Does that sound anything remotely like Van Til’s argument above? I certainly wouldn’t want to be lumbered with defending that, so I shall have to disappoint FF and use the proper argument. That argument is that the Christian-biblical God must be presupposed for us to give a rational account of facts.
I know this may sound strange to some readers, but it must be remembered that God is the Creator and He has stamped the marks of His existence in His world, and has given to us a verbal revelation to instruct us in our interpretation of it.
Quite obviously, this claim will not be accepted by those who remain outside of Christ, and I do not expect FF to accept it. But when atheists like him are pressed to give a reason for their use of logic, values, science, and the like from their own unbelieving world and life philosophy, they cannot. They simply evade these most basic of questions. But again, if a person can’t account for the facts of reality he employs from his espoused worldview, he must be asked to change to a worldview which can account for them. That worldview, I have asserted, is the Christian one. In fact, the Christian worldview even accounts for why unbelievers prefer incoherent worldviews rather than bowing their knees to Christ.
FF says I am biased and he is right. I am a Christian who believes the Bible, and who has been saved by God’s grace through faith in the substitutionary sacrifice of Jesus Christ. I have a bias, and I am prepared to defend it. Being biased in the direction of the truth is both right and rational. FF rejects my bias. I only wish he would recognize his own and stop treating it as normative. If it is normative then his “unbiased” position will land us all in the soup sooner rather than later!
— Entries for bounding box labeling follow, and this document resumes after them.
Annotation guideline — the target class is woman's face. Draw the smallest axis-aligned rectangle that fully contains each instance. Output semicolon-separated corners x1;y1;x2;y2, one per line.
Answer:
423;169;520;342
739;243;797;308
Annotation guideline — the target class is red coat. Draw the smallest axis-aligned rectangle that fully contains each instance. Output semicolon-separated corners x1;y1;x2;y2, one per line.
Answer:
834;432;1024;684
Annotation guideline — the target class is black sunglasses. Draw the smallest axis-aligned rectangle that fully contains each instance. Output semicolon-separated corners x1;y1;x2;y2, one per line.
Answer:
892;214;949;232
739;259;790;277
Two examples: If I have a bias towards by wife as a special woman apart from all other women, that is a good bias (although I do realize some like R. Dawkins will not necessarily agree). If I was biased against the Nazi extermination of Jews, gypsies and handicapped, I would think most would believe my bias was both right and rational – and a bias the other way irrational and evil. In the same way my bias for the God of Scripture is, I believe, both proper and rational. FF of course, is free to disagree. But it would be very naive of him to keep asserting his lack of all bias. Indeed he has already shown a bias in favor of atheistic authors and against Christian ones. Atheistic bias is always quick to show itself.
I would, therefore, prefer it if we could compare biases instead of pretending one of us doesn’t have any to compare.
The Charges – so far
Not only does FF charge the TAG argument (i.e. the transcendental argument for the existence of God) of presuppositonal apologetics (PA) as being “just plain fallacious”, he declares,
I will not, however, budge on my stance regarding the absolutely nonsensical idea of God somehow existing outside of existence. That has absolutely no meaning, it is completely incoherent and self-refuting, and thus I am fully justified in discarding it. If God exists it is necessarily part of reality, not apart from reality. Things that aren’t part of reality by definition do not exist.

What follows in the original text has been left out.